TV commercials get their volume turned down

Starting on Thursday, new federal rules go into effect that prohibit TV commercials from being too loud. Who says the government never gets anything done?

U.S. lawmakers passed the Commercial Advertisement Loudness Mitigation (or CALM) Act in 2010, giving the Federal Communications Commission the power to crack down on excessive commercial volume. The FCC adopted loudness rules on December 13, 2011, and allowed a grace period of one year to begin enforcement.
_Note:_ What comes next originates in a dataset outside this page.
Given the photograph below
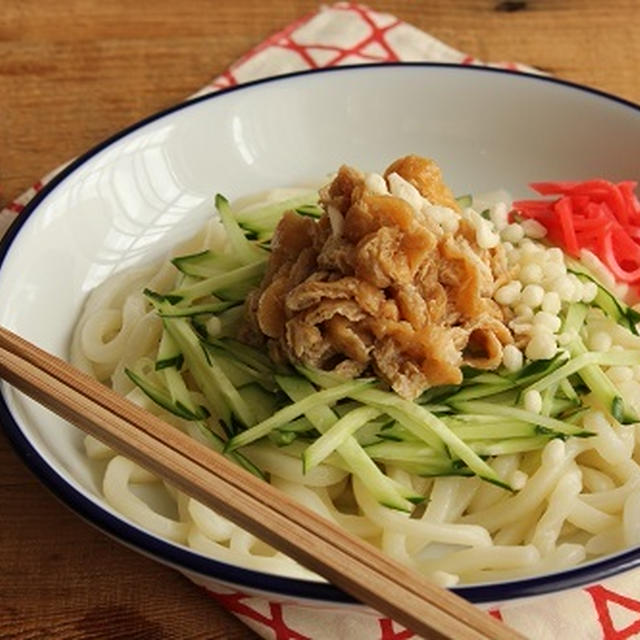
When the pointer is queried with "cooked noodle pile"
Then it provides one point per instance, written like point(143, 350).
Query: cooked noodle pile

The rules, which apply to broadcasters and pay TV providers such as Comcast and Verizon, state that commercials may not exceed the average volume of actual programming. In other words, advertisers can't simply crank the volume on their ads to shock viewers into paying attention. To come up with the rules, the FCC relied on guidelines from the Advanced Television Systems Committee, an industry group.

Keep in mind that the FCC's rules don't apply to the difference in volume between channels or between programs, nor do they set a cap on volume. Their only goal is to keep things consistent for any given TV show, so you needn't fiddle with the volume when commercials come on. Viewers who think spotted a loud commercial may now file a complaint with the FCC.

I remember writing about this issue elsewhere more than three years ago, when the CALM Act was moving through Congress, so it's hard to believe that something's finally come of it.

In the meantime, the tech industry has stepped up with its own solutions, such as Dolby Volume and SRS TruVolume, which have been integrated into TVs and stereo systems, so there's a chance you've already been spared from excessively loud commercials. And as Engadget notes, even the FCC has said that complaints have declined since 2009, when the measures were originally proposed. Still, the government's own rules are better late than never, and should keep us from being disturbed when we're just trying to doze off in front of the tube.